Developments in the line of motor lubrication as a matter of course follow on the heels of progress in the art of motor design and construction, for the increase of efficiency which marks the refinement of the motor and its various parts can only be reached if the refinements are paralleled by those essentials which permits the units to perform their required duty. In commercial car motors, the two features, outside of actual mechanical construction and the essential details of ignition and carburet ion, which help to the attainment of the highest results with the least expenditure are the cooling and lubricating systems.
The functions of the cooling system are different from those of the lubricating system and will be considered in a separate article following the present one.

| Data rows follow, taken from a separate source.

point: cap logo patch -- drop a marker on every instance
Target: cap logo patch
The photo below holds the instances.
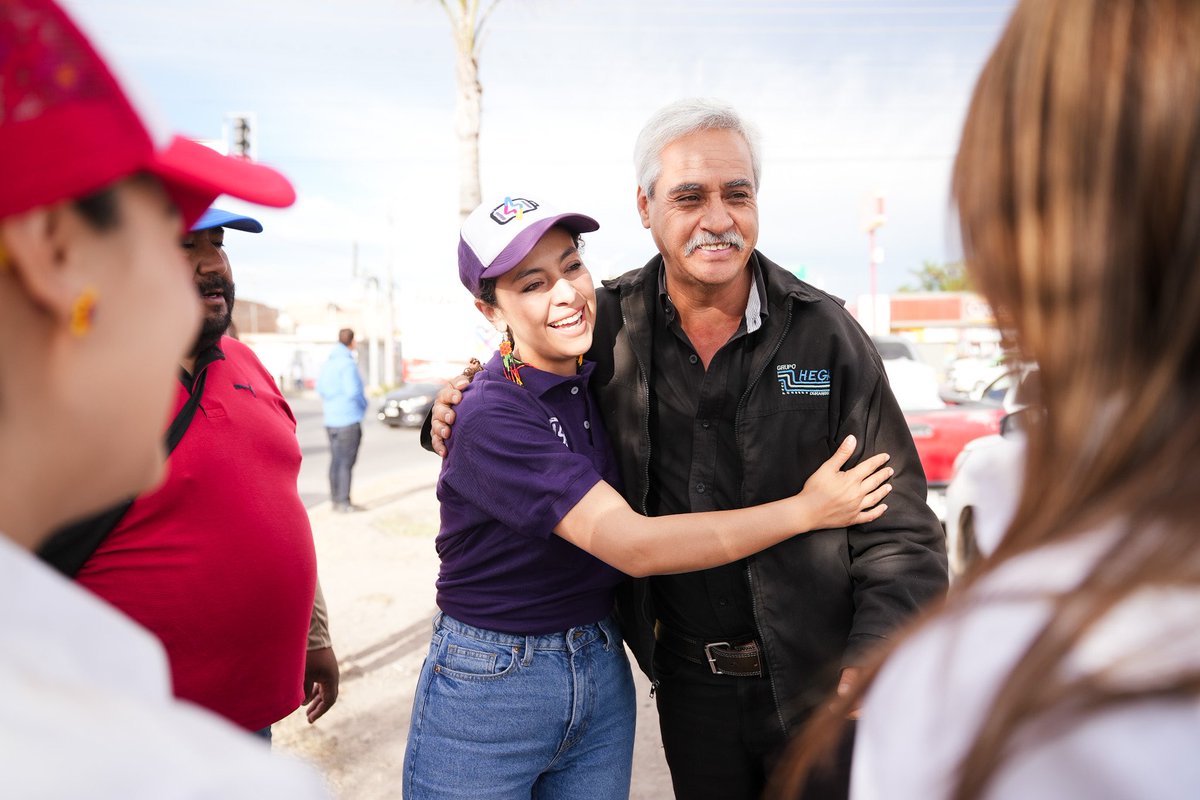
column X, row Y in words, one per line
column 802, row 382
column 511, row 209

All parts which rub together under pressure, such as the pistons moving upward and downward within the cylinders, the connecting rods on the piston and crank pins, the crank shaft in its bearings and all reciprocating and revolving parts must be efficiently lubricated. Whenever two surfaces are in contact and one or other is free to move when a force is applied, there is present a certain amount of friction, which develops instantly when these surfaces are not properly lubricated.
Friction is a resistance to motion of two bodies in contact and is dependent upon certain laws. It will vary in proportion to the pressure applied when the rubbing velocity remains constant. All wearing surfaces, no matter how carefully prepared, are known to consist of minute lumps and hollows. This is true, even of the smoothest surfaces that can be made, although, of course, the height of the depressions and hollows varies with different materials and the finish. The condition of bearing surfaces in an exaggerated degree may be likened to the nap of woolen cloth and the pile of velvet.

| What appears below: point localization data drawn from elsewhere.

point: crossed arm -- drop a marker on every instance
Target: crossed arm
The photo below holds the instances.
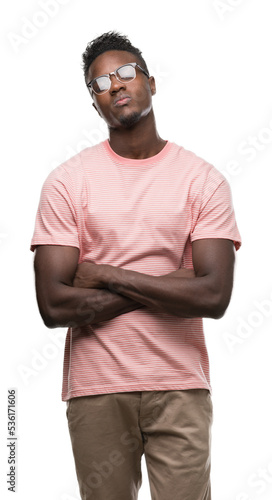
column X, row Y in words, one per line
column 72, row 295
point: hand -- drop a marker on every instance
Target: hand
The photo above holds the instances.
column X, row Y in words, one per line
column 90, row 275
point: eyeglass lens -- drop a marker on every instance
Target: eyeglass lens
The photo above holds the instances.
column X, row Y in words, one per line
column 124, row 74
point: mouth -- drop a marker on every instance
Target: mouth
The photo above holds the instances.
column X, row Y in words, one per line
column 121, row 100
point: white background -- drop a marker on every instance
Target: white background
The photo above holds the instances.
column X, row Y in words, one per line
column 212, row 63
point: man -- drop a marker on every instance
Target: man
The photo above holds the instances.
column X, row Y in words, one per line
column 135, row 242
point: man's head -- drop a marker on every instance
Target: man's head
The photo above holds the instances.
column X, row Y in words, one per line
column 123, row 101
column 109, row 41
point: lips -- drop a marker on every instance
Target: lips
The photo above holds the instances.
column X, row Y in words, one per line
column 121, row 100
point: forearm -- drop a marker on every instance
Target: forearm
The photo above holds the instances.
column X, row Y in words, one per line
column 173, row 294
column 74, row 307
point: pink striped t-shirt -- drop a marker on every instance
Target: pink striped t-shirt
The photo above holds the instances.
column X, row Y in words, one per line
column 141, row 215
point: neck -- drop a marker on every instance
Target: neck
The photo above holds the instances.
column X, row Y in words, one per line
column 138, row 142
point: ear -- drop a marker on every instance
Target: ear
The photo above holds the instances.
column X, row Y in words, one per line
column 152, row 85
column 93, row 104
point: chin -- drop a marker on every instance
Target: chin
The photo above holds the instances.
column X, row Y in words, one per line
column 127, row 121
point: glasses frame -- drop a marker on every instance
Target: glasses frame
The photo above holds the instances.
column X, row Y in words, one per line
column 134, row 65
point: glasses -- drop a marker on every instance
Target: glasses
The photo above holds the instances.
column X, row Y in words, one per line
column 124, row 74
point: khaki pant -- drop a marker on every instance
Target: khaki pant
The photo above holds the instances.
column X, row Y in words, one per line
column 110, row 433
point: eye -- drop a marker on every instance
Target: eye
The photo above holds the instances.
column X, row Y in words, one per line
column 126, row 73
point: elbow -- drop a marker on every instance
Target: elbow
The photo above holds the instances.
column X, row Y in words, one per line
column 218, row 306
column 50, row 317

When the two surfaces are held in contact by an appreciable force these minute parts of the surfaces interlock and resist relative motion. This force is called the force of friction. This fact can easily be demonstrated by placing a book upon a table or smooth board and moving it across the latter, comparing the difference in energy required to move the book across the surface by placing a weight upon it. If this experiment were conducted with two metallic objects and the surfaces were lubricated, considerable less energy would be required.

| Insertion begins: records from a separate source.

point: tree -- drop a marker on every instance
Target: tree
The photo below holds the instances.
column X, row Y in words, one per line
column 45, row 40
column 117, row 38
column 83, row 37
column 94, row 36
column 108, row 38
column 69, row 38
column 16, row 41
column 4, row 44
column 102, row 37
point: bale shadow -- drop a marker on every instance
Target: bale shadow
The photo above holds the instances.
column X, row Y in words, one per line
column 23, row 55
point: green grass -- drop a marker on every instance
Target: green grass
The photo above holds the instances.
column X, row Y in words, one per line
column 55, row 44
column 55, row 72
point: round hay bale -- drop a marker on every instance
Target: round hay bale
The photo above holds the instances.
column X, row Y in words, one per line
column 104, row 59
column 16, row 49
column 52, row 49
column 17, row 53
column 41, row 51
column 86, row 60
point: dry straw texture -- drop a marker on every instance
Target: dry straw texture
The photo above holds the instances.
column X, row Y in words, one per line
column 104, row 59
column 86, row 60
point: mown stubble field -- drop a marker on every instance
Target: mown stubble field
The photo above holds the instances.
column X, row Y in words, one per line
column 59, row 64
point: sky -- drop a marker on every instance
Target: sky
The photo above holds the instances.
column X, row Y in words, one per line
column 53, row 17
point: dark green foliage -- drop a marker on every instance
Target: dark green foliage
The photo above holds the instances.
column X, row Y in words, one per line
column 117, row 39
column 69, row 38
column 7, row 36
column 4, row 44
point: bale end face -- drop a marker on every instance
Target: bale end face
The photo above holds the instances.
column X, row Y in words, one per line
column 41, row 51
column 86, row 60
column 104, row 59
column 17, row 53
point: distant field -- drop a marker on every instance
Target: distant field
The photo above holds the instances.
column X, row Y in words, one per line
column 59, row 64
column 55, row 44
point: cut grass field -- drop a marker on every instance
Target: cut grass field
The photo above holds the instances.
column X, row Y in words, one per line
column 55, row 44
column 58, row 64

Friction in reality is heat, which in a short period of time will reach an intense degree and in time the surfaces will be broken down and if the rubbing continues they will be completely destroyed. The action and effect of this friction upon two surfaces not properly lubricated may be explained as follows: At first small particles of metal are torn from the surfaces and these cut and abrade the bearing. As the surfaces continue to roughen, the friction increases enormously until it reaches the fusing point of the metal, when the two surfaces will weld into one solid mass.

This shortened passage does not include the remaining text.